We have a granny unit that we rent for short periods of time & refer to as a suburban Palo Alto 'bed & breakfast inn" *LOL*

A couple of individually packaged Svensons breakfast rolls + a small bottle of Tropicana orange juice & a coupon to Peets. Done deal.

No parking allowed...guests use Uber/Lyft.

An easy way to pick up $250.00 per night. We're booked solid Monday through Thursdays so 16 times $250.00...well you do the math + we rent out TWO rooms with private baths... all unreported income as well & we only accept CASH.

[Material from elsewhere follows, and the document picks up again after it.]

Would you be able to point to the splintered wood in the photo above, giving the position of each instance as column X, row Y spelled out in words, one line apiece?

That's around $90K+ per year as we are closed for the Xmas/New Years holiday season.


Like this comment
Posted by Antifa
a resident of another community
on Aug 22, 2019 at 6:46 pm

Suburbia is the root of all evil in society. Racism, misogyny, homophobia, homelessness, and wealth inequality. If suburbia is to be destroyed we must seize any and every opportunity, large or small, to dismantle it piece by piece. In this way, before they even realize what is happening, it will be gone.


2 people like this
Posted by No Room At This PA Inn
a resident of Old Palo Alto
on Aug 22, 2019 at 8:12 pm

Just finished having dinner with a very wealthy Chinese entrepreneur who owns several successful manufacturing facilities in China (aka high-tech sweatshops).

He & his wife own three vacant houses in Palo Alto (for investment purposes) & he liked the idea of what I'm currently pulling off. He figured he might as well make some additional money off his houses before liquidating them so he decided over dinner to create 'bed & breakfast' houses of his own for visiting Chinese workers/students.

He's going to hire a 'housemother' for each dwelling and charge $200 per night (including three 'cost-effective' meals). It's actually going to be more along the lines of a traditional boarding house.

Clever guy...no wonder he is so rich.

Let's see now. What's 4 bedrooms times 30 days times $200 per day times 3 houses? That's going to be his 'tax-free' booty...$72K per month!

Good lord (doing the math), that's well over $850K per year.

Not bad for a recently arrived immigrant.